Podopieczne trenera Krzysztofa Szewczyka po dwóch skutecznych akcjach Natashy Mack były na prowadzeniu 4:3. To trwało jednak zaledwie 18 sekund. Gospodynie odpowiedziały serią 7:0 i do końca meczu już nie pozwoliły przeciwniczkom wrócić do gry. Po 10 minutach ekipa z Lublina przegrywała różnicą 14 „oczek”. Walczyła jednak do końca.
Druga kwarta zaczęła się od trójki Jovany Popović, a to oznaczało, że miejscowe powiększyły przewagę do stanu 28:11. Polski Cukier AZS UMCS nie dawał jednak za wygraną i kilka razy zbliżył się nawet na odległość trzech punktów. Niestety, końcówka znowu była lepsza w wykonaniu drużyny z Poznania. Efekt? Obie drużyny schodziły do szatni przy wyniku 43:35.

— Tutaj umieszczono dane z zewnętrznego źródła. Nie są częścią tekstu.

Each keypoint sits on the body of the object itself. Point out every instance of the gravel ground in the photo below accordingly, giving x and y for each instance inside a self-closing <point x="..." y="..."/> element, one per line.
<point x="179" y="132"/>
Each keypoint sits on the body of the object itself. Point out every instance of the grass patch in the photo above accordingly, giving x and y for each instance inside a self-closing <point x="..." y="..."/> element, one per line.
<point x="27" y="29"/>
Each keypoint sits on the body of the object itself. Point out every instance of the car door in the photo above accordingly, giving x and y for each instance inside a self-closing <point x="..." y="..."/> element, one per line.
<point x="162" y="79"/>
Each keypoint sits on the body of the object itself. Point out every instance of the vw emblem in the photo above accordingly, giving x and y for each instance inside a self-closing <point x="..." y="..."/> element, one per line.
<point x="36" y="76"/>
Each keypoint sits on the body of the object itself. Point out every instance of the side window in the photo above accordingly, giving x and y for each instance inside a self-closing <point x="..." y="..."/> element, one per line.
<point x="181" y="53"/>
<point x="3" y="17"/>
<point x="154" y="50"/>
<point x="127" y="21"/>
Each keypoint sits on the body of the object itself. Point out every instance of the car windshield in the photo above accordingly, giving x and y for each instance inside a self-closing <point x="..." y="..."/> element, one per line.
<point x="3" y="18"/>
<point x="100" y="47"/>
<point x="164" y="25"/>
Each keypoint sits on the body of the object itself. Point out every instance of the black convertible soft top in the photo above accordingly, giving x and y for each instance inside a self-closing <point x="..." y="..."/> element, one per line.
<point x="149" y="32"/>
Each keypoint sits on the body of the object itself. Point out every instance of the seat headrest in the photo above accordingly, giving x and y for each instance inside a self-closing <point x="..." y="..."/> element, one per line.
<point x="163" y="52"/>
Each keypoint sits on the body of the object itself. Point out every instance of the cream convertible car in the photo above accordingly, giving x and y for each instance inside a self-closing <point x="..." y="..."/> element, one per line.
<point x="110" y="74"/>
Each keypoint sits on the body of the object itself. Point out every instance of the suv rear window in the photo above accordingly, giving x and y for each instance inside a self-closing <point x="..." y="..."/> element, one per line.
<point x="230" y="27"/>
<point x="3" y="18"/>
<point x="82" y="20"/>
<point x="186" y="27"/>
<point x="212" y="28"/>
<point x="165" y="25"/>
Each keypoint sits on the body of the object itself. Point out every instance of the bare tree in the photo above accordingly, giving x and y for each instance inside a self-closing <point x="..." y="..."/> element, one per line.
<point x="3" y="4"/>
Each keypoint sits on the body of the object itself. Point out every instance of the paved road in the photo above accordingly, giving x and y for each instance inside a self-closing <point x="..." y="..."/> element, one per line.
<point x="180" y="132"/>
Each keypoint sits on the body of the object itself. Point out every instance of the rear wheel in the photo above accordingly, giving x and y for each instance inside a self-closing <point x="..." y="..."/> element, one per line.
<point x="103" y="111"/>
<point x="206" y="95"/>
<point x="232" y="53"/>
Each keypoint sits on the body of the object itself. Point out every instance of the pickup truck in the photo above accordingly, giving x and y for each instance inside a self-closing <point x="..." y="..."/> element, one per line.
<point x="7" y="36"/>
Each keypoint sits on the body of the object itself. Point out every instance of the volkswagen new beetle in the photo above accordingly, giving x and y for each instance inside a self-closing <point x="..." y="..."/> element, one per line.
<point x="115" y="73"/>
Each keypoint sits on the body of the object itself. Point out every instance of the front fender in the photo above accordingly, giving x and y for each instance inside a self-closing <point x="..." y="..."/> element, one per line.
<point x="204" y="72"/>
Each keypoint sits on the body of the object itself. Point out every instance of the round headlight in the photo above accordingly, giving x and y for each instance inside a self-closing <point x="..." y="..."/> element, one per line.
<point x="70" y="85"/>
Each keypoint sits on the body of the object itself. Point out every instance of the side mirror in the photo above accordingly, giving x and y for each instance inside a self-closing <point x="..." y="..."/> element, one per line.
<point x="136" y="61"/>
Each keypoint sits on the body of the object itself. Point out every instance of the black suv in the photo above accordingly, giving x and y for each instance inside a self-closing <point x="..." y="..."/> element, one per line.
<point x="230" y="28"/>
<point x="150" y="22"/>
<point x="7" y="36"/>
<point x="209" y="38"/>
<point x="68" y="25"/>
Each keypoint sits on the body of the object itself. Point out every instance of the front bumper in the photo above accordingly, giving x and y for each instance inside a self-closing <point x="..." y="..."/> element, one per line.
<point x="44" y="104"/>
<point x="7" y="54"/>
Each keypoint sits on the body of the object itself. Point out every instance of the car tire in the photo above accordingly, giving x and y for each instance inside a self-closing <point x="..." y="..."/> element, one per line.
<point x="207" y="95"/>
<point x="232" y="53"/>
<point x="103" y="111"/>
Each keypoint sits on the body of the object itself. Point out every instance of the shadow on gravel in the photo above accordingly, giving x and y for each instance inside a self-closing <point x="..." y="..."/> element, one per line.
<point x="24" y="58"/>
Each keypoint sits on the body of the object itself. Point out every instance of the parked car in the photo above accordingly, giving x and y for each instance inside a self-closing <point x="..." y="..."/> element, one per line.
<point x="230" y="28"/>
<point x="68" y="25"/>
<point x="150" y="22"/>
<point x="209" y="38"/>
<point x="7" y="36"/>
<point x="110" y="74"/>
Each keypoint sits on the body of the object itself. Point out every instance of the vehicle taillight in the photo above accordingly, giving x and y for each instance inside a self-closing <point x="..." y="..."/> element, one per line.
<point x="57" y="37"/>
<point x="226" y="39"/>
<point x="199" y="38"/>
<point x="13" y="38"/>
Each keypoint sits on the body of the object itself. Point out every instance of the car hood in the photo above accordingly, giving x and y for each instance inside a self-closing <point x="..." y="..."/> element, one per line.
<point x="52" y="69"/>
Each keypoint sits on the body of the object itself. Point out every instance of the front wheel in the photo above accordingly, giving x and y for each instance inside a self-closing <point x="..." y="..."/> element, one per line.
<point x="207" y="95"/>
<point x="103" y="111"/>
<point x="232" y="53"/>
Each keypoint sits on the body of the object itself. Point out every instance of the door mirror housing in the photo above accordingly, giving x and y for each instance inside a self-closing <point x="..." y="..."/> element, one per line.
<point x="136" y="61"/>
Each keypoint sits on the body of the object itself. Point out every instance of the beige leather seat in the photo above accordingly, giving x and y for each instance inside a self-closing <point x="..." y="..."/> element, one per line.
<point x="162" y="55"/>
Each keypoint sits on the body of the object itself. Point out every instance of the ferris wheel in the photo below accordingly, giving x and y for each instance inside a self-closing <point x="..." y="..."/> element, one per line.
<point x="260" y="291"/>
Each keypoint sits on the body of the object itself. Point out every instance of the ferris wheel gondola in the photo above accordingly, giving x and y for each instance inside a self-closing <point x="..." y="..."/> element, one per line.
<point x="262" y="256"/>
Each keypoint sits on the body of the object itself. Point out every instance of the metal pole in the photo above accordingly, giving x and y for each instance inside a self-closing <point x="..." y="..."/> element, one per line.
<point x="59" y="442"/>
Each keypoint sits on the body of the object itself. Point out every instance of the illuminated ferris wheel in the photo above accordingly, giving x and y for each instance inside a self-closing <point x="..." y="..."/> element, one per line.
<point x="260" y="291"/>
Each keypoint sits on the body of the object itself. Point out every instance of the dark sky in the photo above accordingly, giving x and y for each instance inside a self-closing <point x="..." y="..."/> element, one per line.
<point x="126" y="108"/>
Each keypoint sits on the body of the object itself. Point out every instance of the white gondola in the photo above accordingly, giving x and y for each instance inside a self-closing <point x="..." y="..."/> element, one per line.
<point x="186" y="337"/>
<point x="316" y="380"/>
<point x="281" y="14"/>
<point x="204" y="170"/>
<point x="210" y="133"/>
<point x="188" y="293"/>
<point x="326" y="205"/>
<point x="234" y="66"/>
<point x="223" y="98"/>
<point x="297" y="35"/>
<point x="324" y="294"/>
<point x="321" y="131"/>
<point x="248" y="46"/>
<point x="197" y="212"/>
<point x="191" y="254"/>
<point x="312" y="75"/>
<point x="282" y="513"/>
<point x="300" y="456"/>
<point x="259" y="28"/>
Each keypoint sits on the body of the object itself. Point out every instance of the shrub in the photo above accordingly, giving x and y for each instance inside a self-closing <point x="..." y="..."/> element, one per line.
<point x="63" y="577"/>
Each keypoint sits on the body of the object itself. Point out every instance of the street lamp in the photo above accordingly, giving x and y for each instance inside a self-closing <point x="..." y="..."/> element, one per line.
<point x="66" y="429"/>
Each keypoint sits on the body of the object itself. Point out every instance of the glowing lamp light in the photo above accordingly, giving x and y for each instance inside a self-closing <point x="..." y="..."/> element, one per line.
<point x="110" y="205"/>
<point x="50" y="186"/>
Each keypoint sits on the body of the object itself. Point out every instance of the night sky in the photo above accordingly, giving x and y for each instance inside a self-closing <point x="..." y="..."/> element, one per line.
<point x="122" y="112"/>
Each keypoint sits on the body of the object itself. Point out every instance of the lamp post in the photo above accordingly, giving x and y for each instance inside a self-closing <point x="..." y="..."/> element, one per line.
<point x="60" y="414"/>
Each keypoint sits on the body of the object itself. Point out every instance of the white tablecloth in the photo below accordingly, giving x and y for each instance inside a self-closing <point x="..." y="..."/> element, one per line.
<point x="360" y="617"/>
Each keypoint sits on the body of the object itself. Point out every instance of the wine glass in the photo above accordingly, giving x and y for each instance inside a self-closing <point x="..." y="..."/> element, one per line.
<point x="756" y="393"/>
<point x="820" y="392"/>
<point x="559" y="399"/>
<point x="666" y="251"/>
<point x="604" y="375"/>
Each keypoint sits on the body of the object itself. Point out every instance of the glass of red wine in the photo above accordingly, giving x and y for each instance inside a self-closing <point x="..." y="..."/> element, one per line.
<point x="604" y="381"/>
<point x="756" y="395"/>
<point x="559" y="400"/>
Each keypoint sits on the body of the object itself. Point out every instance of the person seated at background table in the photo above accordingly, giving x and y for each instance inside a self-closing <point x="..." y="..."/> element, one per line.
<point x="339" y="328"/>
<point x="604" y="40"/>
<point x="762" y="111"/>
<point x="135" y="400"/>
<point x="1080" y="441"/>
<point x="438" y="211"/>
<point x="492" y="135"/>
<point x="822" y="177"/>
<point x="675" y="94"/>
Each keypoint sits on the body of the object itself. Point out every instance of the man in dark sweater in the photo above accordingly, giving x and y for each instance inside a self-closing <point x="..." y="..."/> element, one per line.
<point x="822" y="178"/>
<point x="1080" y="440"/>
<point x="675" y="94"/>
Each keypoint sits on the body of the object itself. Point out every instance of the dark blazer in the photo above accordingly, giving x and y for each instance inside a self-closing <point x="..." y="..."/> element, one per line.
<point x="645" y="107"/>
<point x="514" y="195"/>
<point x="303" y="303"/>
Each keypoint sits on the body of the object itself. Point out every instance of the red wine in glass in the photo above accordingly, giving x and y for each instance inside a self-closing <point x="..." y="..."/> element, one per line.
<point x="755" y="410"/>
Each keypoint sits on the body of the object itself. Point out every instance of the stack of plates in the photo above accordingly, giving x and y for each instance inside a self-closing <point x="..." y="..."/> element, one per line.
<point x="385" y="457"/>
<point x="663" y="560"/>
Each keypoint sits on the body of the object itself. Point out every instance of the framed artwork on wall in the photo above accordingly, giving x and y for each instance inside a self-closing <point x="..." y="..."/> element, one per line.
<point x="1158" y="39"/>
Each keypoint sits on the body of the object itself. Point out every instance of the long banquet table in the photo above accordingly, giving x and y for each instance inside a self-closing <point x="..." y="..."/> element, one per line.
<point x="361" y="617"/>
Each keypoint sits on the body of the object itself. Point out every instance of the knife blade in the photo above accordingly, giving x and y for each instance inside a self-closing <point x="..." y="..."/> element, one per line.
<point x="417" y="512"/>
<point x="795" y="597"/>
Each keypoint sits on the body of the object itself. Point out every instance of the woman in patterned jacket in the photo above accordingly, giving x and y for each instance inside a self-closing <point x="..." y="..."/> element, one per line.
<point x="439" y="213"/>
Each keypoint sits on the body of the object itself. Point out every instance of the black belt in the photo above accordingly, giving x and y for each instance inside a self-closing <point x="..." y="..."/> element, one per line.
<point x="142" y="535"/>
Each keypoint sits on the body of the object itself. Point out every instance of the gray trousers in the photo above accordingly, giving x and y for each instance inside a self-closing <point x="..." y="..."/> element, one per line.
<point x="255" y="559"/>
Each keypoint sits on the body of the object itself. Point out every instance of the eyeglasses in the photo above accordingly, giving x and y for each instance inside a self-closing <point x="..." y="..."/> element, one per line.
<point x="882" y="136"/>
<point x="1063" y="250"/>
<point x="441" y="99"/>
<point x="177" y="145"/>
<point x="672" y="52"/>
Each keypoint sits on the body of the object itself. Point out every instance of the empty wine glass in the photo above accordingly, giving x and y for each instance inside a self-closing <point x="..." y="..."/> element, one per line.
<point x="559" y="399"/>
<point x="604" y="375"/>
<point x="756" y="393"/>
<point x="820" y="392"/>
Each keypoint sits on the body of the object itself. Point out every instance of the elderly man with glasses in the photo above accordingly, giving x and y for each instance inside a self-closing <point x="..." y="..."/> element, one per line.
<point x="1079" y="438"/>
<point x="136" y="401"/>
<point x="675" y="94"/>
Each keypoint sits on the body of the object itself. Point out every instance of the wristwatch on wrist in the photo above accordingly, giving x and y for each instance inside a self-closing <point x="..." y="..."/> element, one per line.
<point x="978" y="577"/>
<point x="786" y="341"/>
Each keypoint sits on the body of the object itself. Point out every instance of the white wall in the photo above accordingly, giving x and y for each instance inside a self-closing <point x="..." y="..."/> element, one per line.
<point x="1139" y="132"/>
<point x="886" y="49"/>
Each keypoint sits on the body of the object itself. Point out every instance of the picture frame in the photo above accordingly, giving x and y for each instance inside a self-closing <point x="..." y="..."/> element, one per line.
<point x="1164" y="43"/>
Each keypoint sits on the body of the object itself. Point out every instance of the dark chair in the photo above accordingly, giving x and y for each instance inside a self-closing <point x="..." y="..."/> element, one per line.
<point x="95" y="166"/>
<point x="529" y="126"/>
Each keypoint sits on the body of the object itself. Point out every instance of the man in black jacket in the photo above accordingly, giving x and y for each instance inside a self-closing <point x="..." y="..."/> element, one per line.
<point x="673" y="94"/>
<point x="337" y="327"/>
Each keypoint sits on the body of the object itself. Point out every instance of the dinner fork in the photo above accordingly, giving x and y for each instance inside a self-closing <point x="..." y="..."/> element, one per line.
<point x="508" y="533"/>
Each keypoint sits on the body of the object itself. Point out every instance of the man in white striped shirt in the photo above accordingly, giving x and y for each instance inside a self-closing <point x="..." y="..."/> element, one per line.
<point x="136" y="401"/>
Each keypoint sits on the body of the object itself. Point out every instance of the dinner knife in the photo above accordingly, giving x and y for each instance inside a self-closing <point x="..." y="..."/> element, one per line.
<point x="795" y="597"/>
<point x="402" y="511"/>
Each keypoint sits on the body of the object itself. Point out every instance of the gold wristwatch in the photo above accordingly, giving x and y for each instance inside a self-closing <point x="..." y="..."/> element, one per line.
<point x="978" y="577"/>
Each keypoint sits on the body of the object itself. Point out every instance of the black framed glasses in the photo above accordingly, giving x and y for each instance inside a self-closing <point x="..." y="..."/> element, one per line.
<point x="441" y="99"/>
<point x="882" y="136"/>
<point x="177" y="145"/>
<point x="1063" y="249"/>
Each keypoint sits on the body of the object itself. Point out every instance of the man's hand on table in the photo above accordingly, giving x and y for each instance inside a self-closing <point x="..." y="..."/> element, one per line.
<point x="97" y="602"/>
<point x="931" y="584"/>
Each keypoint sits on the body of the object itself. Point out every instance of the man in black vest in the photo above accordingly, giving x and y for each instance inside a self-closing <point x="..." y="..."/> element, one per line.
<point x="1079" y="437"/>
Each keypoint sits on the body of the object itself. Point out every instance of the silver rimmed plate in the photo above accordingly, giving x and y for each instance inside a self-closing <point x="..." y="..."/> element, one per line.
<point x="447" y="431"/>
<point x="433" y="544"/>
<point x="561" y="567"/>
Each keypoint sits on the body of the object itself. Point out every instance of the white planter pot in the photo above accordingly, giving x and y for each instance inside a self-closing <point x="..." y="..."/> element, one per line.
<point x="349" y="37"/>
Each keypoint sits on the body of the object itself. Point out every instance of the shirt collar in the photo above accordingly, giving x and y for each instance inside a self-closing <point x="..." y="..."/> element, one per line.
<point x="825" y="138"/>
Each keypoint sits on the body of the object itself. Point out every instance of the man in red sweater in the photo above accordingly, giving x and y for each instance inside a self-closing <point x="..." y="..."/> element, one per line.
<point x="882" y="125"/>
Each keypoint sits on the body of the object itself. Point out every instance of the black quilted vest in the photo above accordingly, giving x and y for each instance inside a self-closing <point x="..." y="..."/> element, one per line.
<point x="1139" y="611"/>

W kolejnych odsłonach wszystko wyglądało bardzo podobnie. Zespół Wojciecha Szawarskiego najpierw odskoczył na plus 10, a przyjezdne próbowały gonić. Wychodziło z tym różnie, bo momentami Aleksandra Stanaćev i jej koleżanki przegrywały tylko pięcioma punktami, a w niektórych fragmentach nawet 13. Na 10 minut przed końcem spotkania było 59:52. W czwartej kwarcie trójka Stanaćev pozwoliła zbliżyć się lubliniakom tylko na trzy „oczka”. Na 90 sekund przed końcem po skutecznej akcji Mack znowu było tylko 73:69. Niestety, to wszystko na co było stać w sobotę podopieczne trenera Szewczyka.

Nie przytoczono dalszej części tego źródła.